The outgoing president is re-elected with 51,4% of the votes but the markets had bet on the Social Democrat challenger Aecio Neves, after Rousseff caused inflation and public debt to explode in four years and brought the GDP into decline – Bad forecasts for Bovespa and in Piazza Affari the ETFs linked to Brazil collapse.

Brazil, the Dilma-bis frightens the markets: eyes on Bovespa and Petrobras

Dilma does it. The president of Brazil, repeatedly contested in recent months (even loudly booed during the soccer World Cup in June), manages to get reelected with 51,4% of the votes in the runoff against the social democratic challenger Aecio Neves. By a whisker, but not with the country geopolitically split in half, as the forecasts said. "He will be the President of the North-East", it was written on the eve, and instead Dilma Rousseff lands yes in that part of Brazil (the poorest, which however this year for the first time in history is no longer on the "map of hunger in the world" compiled by the FAO), but also boasts a 40% in the South - getting 6,3 million votes - and wins in Rio de Janeiro and in Minas Gerais, the birthplace of both the outgoing president and her challenger. Which, on the other hand, conquers São Paulo and obtains a plebiscite in some cities, such as Curitiba (capital of Paranà) where it reaches 72%.

However, Dilma Rousseff's confirmation casts more than a shadow on the economy of the now former South American locomotive, which under her leadership began to decline after the boom of the 2000s. First of all, the reaction of the much feared financial markets. The forecasts are far from positive: "The Bovespa (the São Paulo stock index, ed), could lose 10% already in the first hour of the session", comments an analyst from Gradual Investimentos. “The markets were betting on a change in government: now they will be unhappy, e today the dollar risks rising to 2,70 reais”. This quota would be the new peak of a currency which under Dilma continued to depreciate, rising from 1,66 dollars four years ago to around 2,5 today.

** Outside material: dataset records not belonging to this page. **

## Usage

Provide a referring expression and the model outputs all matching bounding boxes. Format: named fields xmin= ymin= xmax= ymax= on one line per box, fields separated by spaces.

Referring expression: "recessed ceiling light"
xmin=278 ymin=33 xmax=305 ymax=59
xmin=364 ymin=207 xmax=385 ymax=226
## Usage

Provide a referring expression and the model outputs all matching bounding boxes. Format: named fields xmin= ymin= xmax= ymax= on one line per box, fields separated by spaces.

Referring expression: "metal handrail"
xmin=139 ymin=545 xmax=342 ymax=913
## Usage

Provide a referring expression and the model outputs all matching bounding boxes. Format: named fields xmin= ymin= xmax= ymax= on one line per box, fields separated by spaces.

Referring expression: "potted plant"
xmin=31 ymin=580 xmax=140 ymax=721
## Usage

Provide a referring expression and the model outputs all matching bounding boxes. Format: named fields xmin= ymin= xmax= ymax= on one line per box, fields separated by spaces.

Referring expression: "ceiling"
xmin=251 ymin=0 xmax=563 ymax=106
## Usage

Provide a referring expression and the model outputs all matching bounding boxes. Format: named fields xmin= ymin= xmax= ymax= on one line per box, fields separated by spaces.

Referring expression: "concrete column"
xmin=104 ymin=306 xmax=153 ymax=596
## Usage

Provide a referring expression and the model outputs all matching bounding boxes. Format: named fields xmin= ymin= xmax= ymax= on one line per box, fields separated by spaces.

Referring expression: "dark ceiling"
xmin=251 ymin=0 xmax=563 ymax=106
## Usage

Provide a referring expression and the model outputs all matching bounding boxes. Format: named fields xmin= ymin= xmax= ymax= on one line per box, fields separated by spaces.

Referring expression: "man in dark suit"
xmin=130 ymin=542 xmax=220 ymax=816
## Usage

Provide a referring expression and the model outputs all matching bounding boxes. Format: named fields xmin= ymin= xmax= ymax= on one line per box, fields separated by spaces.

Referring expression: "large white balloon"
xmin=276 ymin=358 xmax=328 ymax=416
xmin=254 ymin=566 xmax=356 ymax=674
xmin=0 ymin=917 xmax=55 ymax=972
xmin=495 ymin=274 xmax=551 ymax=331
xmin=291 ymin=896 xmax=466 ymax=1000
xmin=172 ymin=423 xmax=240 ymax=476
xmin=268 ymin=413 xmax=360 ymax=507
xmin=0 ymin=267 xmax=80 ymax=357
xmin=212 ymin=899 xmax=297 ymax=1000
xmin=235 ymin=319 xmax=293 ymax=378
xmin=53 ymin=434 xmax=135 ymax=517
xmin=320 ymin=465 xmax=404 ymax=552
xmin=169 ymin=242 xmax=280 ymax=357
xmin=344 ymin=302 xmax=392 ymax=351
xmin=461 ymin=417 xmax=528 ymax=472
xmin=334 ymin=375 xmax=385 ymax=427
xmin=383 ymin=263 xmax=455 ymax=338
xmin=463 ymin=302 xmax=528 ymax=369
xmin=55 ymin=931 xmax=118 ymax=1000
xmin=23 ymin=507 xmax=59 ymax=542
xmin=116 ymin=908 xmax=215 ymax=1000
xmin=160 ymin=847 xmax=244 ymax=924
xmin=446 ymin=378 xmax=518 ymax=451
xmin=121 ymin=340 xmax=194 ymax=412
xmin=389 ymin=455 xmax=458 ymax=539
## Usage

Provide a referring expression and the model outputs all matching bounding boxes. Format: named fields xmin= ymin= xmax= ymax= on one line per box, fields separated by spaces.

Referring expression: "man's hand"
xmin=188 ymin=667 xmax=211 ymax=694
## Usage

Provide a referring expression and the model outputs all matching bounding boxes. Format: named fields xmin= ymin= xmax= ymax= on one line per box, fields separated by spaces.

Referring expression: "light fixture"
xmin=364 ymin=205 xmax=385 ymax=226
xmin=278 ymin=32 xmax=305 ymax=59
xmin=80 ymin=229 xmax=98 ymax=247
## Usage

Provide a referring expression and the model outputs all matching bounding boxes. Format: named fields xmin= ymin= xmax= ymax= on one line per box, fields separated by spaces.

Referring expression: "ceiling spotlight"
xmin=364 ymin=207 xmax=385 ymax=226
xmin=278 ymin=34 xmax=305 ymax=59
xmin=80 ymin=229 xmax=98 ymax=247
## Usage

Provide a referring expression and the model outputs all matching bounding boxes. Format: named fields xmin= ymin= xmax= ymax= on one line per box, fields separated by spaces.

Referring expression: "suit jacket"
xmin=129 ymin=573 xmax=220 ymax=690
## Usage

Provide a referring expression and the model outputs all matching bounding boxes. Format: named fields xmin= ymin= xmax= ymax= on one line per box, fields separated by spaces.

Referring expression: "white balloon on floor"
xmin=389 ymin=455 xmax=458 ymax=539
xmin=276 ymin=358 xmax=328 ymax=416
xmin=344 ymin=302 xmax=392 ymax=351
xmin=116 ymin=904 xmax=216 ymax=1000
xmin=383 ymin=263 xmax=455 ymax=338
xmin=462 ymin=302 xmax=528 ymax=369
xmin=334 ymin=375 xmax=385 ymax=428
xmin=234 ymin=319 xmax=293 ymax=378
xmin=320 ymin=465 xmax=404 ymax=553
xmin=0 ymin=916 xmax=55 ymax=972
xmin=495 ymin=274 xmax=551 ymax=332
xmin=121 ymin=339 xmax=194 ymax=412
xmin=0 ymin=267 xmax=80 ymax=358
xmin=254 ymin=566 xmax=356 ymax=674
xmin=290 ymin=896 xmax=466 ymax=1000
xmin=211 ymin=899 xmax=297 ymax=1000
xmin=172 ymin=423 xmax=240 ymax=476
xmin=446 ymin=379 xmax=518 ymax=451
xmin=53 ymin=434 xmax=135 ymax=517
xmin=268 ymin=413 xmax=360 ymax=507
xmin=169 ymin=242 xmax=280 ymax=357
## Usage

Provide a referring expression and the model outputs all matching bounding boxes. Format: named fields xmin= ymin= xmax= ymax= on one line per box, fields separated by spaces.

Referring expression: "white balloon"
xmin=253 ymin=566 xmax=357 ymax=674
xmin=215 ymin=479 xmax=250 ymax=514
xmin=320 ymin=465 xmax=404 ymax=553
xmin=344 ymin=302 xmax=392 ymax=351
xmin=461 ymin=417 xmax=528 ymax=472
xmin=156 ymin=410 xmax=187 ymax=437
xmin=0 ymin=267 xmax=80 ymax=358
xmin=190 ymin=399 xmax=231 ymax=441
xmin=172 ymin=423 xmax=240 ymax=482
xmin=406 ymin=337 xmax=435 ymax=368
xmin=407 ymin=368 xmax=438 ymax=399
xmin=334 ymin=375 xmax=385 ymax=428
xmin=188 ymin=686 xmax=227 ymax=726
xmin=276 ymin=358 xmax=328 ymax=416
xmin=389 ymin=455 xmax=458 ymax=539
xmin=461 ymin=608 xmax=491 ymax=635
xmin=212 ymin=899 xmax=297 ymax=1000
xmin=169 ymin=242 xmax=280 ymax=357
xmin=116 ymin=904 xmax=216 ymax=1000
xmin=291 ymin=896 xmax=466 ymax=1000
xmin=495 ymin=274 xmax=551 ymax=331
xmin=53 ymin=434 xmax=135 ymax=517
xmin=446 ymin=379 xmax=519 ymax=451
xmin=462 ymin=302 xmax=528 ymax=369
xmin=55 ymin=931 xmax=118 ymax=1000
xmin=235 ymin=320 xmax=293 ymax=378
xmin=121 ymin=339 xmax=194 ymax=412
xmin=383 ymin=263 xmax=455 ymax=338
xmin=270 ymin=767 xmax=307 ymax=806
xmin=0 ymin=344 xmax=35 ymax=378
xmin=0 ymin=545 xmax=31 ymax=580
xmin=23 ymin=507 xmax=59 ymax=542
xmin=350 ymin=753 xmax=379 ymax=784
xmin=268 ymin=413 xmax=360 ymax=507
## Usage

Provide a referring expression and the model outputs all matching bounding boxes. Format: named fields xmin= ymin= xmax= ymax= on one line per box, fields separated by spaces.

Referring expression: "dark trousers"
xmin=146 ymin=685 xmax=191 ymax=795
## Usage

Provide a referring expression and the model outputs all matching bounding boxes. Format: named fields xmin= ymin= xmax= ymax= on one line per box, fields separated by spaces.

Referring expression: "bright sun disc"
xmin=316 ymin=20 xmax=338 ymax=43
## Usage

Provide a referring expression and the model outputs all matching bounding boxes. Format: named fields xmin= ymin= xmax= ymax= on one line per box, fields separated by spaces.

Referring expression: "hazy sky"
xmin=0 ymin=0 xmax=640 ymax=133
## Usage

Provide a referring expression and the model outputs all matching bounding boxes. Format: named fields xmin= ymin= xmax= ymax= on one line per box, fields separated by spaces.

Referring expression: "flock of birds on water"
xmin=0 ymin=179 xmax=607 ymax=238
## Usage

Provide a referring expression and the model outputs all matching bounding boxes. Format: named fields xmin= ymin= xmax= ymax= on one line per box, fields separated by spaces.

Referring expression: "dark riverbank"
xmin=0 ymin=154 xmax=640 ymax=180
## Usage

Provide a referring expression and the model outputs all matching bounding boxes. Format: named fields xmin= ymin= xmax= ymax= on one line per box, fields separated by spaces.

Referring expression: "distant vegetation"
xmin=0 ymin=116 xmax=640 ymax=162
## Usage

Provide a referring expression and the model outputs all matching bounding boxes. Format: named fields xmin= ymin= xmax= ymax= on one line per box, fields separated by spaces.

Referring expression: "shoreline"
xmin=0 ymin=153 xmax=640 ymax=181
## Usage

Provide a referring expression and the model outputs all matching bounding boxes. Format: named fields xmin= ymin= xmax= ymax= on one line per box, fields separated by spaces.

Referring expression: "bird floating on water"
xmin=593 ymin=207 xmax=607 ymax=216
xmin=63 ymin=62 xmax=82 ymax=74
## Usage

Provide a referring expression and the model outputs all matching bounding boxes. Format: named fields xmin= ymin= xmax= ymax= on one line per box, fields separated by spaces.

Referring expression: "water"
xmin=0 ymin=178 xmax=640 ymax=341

But this is not the only negative data that Rousseff delivers to her next mandate: inflation grew by 14% in the last year, going from 5,91% to 6,75% and federal public debt has increased by 2010% since December 31, from 1.700 to 2.200 billion reais. Not only. The fall on the Stock Exchange of the most important company in Brazil, Petrobras, today more than ever in the eye of the storm, is also blamed on the Dilma management and the corruption scandal: in four years the value of the share has gone from 27,29 to 16,50 reais. “After Rousseff's re-election – still predicts Gradual Investimentos – the share could fall below 15 or even below 14 reais, while Neves' victory would have led to a clear rise in the share”.

But pending the opening of the South American markets, the Brazilian vote has immediate repercussions also on this side of the ocean. And they are also negative in this case: ETFs linked to Brazil collapse in Piazza Affari, with losses – around 10 in Italy – ranging from -7,33% of the Msci Brazil to -10% of the ETF which reproduces the Bovespa index.